Tuesday, May 10, 2016

Still working out the kinks


The lesser of two Australian streaming services we subscribe to is called Presto, and it's a bit of an odd duck.

Oh, it walks like a streaming service and it quacks like a streaming service, but around the edges that duck is a bit ... daffy.

One example: When you are done watching a particular piece of content, it doesn't offer you up any additional suggestions, or as in the case of Netflix, actually start playing you the next thing it thinks you're most interested in watching.

Instead, it offers the following option:


In case you can't read what that says, it's "Replay."

We thought it was weird enough when we were watching episodes of Mr. Robot, the availability of which was the reason we subscribed to Presto in the first place. (Too bad we didn't end up liking the show very much.) I mean, who would come to the end of a television program and then decide they're just going to watch the same program all over again, immediately?

But it's even weirder with feature length content, such as Black Dynamite, which I watched last night. I could see watching the same TV show twice in a row if you think you missed a nuance or something. The time commitment would be comparatively minimal. But the same movie twice in a row? I can only think of two times in my whole life that I've done that, and they were unusual circumstances.

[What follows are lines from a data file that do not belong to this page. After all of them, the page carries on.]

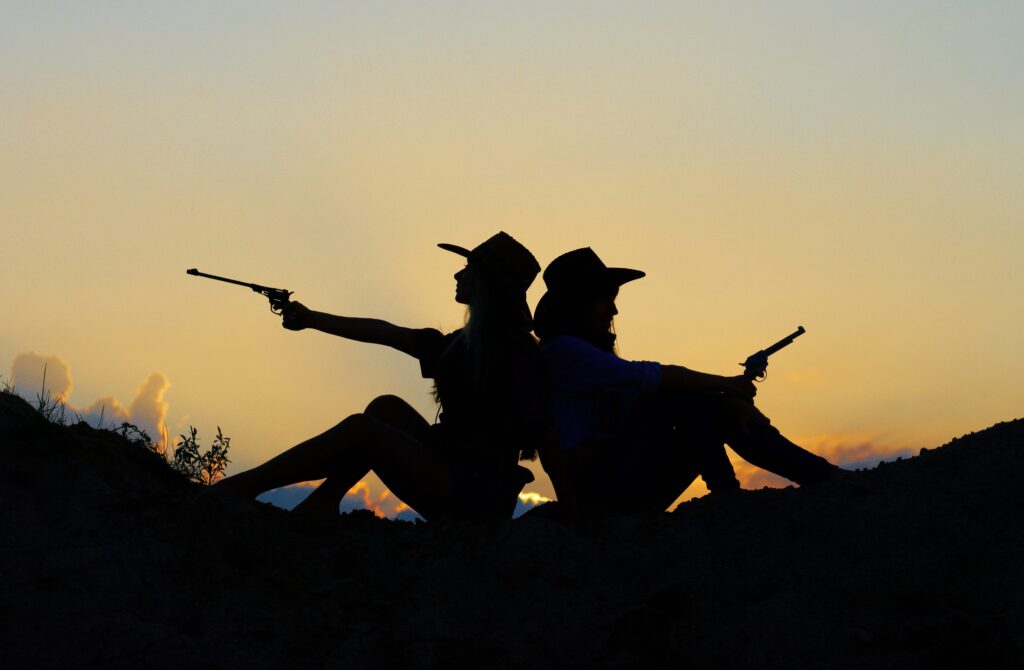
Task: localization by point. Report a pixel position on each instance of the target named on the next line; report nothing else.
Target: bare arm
(375, 331)
(679, 379)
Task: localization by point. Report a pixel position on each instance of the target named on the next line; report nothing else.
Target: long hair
(568, 313)
(497, 332)
(497, 319)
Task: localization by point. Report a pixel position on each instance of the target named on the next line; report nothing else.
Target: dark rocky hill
(111, 559)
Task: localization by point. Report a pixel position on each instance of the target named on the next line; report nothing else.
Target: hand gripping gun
(757, 364)
(278, 297)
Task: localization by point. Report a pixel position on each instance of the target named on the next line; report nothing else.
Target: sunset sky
(851, 167)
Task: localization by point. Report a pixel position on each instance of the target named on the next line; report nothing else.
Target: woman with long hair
(633, 435)
(487, 381)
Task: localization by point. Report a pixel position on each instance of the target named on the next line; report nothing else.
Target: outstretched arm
(297, 317)
(677, 378)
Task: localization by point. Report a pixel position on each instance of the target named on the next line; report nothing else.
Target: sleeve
(430, 343)
(573, 363)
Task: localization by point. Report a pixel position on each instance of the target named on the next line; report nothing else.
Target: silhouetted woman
(487, 382)
(633, 435)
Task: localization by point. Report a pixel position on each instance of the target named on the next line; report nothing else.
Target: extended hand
(295, 316)
(739, 386)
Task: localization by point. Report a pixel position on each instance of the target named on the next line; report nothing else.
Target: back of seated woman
(640, 426)
(487, 380)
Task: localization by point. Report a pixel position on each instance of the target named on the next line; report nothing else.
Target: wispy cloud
(363, 496)
(848, 451)
(34, 374)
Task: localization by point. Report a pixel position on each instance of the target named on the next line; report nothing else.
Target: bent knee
(385, 405)
(353, 423)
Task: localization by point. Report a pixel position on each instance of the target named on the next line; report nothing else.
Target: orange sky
(852, 168)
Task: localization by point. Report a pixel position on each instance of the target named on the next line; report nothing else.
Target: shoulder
(568, 343)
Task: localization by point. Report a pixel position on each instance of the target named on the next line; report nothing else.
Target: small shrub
(137, 436)
(202, 467)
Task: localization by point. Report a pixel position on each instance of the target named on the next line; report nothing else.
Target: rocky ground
(111, 559)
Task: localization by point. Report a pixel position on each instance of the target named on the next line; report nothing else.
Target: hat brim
(456, 249)
(620, 276)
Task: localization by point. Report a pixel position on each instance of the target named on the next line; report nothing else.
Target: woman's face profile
(602, 311)
(464, 285)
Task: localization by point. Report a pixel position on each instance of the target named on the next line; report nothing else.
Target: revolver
(755, 367)
(278, 297)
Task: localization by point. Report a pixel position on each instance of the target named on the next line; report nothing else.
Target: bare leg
(756, 441)
(344, 454)
(391, 410)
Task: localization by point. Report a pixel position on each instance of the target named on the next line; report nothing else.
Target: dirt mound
(113, 559)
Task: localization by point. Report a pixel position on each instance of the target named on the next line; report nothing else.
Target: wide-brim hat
(583, 271)
(504, 258)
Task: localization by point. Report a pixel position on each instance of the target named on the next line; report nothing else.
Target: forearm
(375, 331)
(680, 379)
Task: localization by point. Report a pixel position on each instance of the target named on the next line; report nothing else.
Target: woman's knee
(352, 425)
(386, 405)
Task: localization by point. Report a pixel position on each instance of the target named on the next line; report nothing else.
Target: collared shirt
(593, 391)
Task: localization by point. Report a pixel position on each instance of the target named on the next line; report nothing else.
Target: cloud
(363, 496)
(34, 374)
(527, 501)
(848, 451)
(147, 409)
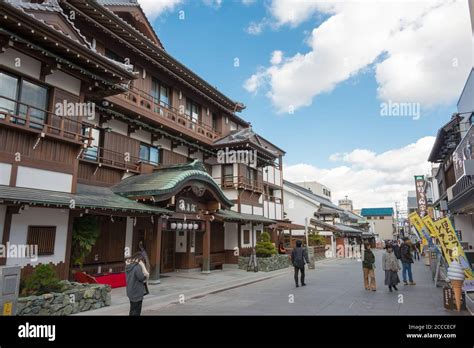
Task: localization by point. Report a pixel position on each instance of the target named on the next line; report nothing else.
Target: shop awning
(230, 215)
(283, 225)
(87, 197)
(169, 181)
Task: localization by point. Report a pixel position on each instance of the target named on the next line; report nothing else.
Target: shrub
(43, 280)
(264, 247)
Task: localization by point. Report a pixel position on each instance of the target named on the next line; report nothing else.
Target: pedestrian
(416, 251)
(391, 266)
(298, 258)
(368, 266)
(136, 275)
(396, 249)
(407, 260)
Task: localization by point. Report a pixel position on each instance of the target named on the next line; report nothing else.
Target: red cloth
(115, 280)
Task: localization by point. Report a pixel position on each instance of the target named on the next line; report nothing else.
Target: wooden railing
(111, 159)
(240, 182)
(463, 184)
(146, 101)
(16, 114)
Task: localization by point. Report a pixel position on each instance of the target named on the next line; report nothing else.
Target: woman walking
(137, 276)
(368, 266)
(391, 267)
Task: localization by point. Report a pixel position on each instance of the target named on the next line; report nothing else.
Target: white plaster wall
(163, 143)
(28, 65)
(230, 235)
(5, 172)
(64, 81)
(182, 150)
(246, 209)
(43, 179)
(141, 135)
(231, 194)
(196, 155)
(271, 210)
(257, 210)
(117, 126)
(3, 209)
(129, 235)
(465, 224)
(40, 217)
(217, 172)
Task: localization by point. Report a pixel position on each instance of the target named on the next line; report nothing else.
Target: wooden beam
(155, 257)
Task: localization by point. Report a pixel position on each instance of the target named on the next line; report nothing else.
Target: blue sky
(344, 117)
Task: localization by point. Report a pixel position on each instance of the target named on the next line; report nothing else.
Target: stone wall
(267, 264)
(77, 298)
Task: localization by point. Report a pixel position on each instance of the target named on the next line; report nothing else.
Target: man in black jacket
(298, 258)
(407, 260)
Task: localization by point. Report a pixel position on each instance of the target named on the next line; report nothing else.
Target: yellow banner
(430, 225)
(415, 220)
(452, 249)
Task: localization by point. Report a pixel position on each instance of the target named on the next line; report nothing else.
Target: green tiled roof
(167, 180)
(90, 197)
(230, 215)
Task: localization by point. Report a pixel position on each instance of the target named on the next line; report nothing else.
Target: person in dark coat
(368, 266)
(136, 276)
(407, 260)
(298, 258)
(391, 266)
(396, 249)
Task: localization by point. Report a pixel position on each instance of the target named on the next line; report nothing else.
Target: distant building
(382, 219)
(316, 188)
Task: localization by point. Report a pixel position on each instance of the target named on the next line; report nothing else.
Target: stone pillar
(206, 248)
(155, 257)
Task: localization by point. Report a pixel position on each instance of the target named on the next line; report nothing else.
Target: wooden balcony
(44, 123)
(111, 159)
(240, 182)
(148, 106)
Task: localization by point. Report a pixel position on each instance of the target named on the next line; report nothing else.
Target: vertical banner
(452, 248)
(420, 194)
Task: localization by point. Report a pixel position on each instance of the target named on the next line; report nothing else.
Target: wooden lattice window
(44, 237)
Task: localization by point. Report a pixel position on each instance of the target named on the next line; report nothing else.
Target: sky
(353, 91)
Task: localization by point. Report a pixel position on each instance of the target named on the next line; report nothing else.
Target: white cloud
(213, 3)
(368, 178)
(419, 53)
(154, 8)
(277, 57)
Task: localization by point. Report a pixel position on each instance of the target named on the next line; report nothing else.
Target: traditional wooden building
(99, 123)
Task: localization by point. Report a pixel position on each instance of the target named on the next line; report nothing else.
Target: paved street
(334, 288)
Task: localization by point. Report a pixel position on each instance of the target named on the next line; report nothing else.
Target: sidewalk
(191, 285)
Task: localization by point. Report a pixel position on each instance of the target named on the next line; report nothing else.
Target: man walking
(298, 258)
(407, 260)
(368, 266)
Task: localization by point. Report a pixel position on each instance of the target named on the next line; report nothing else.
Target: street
(335, 287)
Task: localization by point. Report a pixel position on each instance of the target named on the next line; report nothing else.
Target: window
(246, 236)
(149, 154)
(228, 175)
(92, 152)
(42, 236)
(32, 94)
(193, 110)
(161, 93)
(215, 121)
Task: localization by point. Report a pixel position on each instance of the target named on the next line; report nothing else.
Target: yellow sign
(452, 249)
(430, 225)
(7, 308)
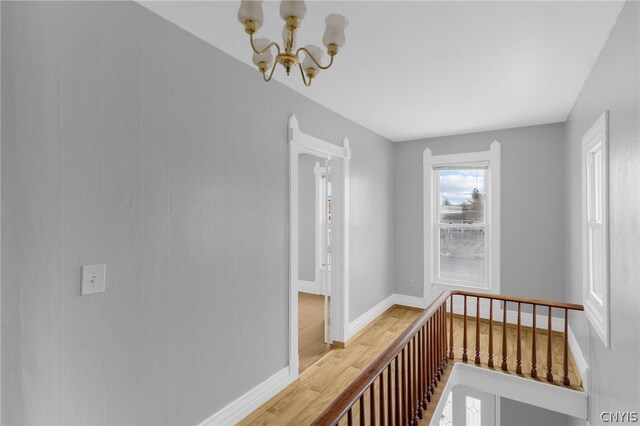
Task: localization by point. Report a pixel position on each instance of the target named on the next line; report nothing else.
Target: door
(469, 407)
(323, 239)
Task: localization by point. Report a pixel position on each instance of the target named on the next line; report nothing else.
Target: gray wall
(128, 141)
(307, 217)
(532, 227)
(515, 413)
(613, 85)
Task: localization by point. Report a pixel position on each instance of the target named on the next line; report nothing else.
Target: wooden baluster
(429, 368)
(464, 331)
(397, 392)
(439, 368)
(451, 328)
(423, 391)
(403, 378)
(410, 355)
(477, 359)
(445, 350)
(414, 390)
(534, 370)
(518, 346)
(389, 397)
(382, 398)
(565, 356)
(549, 362)
(432, 363)
(419, 379)
(504, 336)
(372, 405)
(490, 360)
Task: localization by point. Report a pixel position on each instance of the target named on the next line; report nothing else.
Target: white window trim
(596, 309)
(431, 285)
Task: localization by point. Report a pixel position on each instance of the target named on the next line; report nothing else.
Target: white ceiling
(415, 69)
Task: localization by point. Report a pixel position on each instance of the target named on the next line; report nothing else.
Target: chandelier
(292, 12)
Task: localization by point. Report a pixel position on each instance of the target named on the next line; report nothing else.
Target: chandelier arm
(267, 47)
(304, 78)
(302, 49)
(264, 74)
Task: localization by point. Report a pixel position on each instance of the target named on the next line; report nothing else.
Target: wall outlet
(93, 277)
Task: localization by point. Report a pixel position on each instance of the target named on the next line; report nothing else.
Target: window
(460, 224)
(595, 241)
(462, 220)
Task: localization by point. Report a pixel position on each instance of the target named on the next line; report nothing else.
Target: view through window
(460, 224)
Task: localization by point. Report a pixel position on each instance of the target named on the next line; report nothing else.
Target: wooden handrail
(419, 356)
(524, 300)
(358, 387)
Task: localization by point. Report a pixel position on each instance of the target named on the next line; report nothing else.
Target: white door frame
(301, 143)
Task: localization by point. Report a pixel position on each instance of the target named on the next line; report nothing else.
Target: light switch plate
(93, 279)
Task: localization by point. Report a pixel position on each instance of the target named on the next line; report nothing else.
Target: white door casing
(301, 143)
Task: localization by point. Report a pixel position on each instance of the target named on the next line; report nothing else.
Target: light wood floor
(323, 381)
(311, 345)
(557, 349)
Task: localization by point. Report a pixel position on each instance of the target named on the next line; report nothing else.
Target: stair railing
(397, 386)
(520, 301)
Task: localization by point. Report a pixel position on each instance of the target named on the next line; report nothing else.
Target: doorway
(314, 258)
(318, 246)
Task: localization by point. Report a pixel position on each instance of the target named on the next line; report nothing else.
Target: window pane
(462, 254)
(462, 195)
(446, 419)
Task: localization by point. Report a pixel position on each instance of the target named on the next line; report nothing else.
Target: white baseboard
(581, 362)
(247, 403)
(411, 301)
(254, 398)
(310, 287)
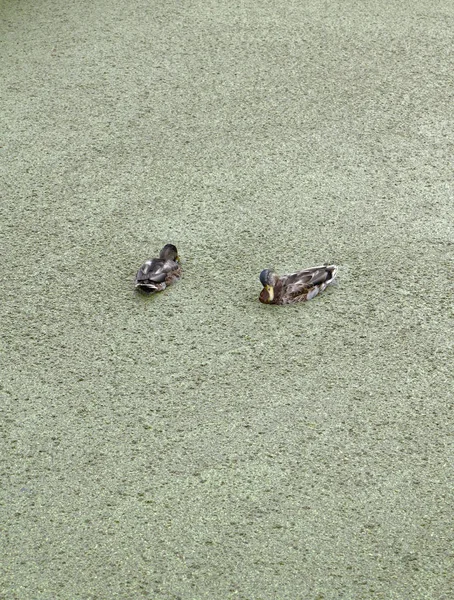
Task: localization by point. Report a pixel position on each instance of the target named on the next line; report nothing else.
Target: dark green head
(268, 278)
(169, 252)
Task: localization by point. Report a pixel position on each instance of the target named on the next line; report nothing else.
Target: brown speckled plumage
(296, 287)
(157, 273)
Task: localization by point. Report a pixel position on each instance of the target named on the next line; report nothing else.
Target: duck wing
(308, 282)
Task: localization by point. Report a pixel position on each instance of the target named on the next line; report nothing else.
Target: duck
(157, 273)
(295, 287)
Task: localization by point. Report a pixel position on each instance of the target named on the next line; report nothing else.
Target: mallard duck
(157, 273)
(297, 287)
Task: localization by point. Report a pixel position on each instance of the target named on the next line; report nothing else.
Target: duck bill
(267, 294)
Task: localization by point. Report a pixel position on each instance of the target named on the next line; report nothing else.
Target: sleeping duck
(157, 273)
(297, 287)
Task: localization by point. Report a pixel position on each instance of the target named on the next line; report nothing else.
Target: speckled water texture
(198, 445)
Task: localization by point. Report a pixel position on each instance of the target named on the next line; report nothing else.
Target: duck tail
(333, 271)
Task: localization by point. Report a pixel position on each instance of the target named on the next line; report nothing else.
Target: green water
(197, 444)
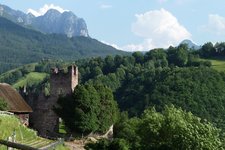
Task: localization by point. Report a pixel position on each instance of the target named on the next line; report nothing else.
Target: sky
(140, 25)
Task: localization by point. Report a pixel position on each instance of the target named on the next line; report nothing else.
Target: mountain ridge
(51, 22)
(20, 46)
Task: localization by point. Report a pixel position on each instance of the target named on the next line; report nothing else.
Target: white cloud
(216, 24)
(105, 6)
(162, 1)
(113, 45)
(158, 28)
(44, 9)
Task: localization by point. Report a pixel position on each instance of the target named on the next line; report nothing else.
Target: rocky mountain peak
(51, 22)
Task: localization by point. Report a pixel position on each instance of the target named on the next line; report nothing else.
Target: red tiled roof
(14, 100)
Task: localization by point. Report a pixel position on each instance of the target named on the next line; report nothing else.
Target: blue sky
(142, 24)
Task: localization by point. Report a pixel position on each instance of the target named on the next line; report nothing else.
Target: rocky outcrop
(51, 22)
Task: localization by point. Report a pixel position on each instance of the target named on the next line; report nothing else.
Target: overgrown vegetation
(91, 109)
(170, 129)
(176, 76)
(3, 104)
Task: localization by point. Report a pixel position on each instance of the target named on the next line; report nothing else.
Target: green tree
(3, 104)
(171, 129)
(90, 109)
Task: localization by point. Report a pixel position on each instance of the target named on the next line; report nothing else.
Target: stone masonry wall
(43, 118)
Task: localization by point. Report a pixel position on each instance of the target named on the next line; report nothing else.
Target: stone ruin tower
(44, 119)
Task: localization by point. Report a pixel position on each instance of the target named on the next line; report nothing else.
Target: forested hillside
(19, 46)
(160, 78)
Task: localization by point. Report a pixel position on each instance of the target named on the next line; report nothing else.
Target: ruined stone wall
(43, 118)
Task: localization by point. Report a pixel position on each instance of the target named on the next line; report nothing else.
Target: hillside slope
(21, 46)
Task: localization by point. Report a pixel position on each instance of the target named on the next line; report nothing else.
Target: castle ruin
(44, 119)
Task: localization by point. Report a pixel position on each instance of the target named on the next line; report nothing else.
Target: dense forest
(171, 96)
(21, 46)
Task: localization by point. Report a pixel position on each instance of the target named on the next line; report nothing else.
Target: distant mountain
(190, 44)
(20, 46)
(51, 22)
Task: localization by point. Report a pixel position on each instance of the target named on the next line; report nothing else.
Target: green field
(32, 78)
(9, 125)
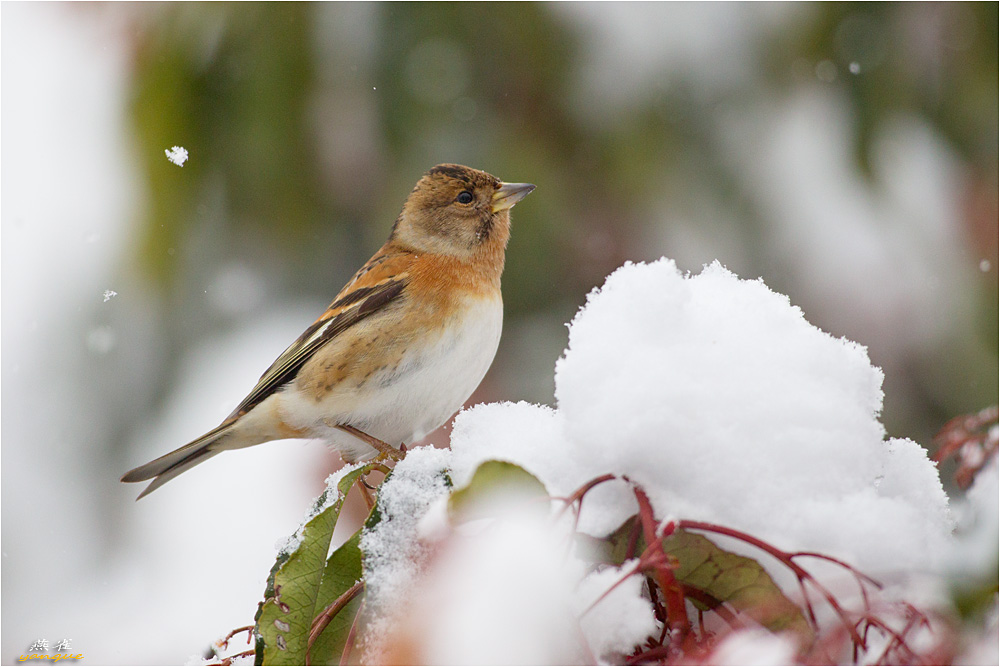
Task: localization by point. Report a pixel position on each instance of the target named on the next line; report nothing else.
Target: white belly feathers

Still, I suppose Black Dynamite is fun enough that I might have watched it twice in a row. Unlike most parodies, it doesn't wink. This is a loving lampoon of blaxploitation films that doesn't only look like a genuine film from the 1970s, but its absurdities are all within the realm of what a cheap blaxploitation film might actually contain. There are no Zucker-Abrahams style cutaways or instances of breaking the fourth wall. It's just an awesomely bad and incredibly fun movie with bad acting and bad dialogue that are intentional, but so subtly intentional that you really could mistake it for the genuine article. Knowing that it isn't just makes you admire the skill that went into it all the more.

I plucked Black Dynamite out of a kind of mind-boggling array of films that Presto has on offer. It's a lot more films than Netflix has these days, and possibly even more than the generous quantity on Stan. So I kind of hope Presto does work out the kinks in its presentation in time to really compete with those services, because right now, it's running a very distant third in Australia. And services that run a distant third either reimagine themselves as a niche product with lower overhead, or just cease to exist altogether.

It may not matter whether Presto gets its act together or not because my wife and I have already decided to cancel it. In fact, only because of Mr. Robot and one or two other shows my wife has now almost finished watching did we even add a third streaming service in the first place. Two is more than enough, and we don't want to just be throwing money away. In fact, the experience of subscribing to Presto has really been little more than a very expensive way to slowly wade through Mr. Robot. It took us like two months to finally watch the finale.

Suffice it to say that we definitely didn't care to replay any of those episodes.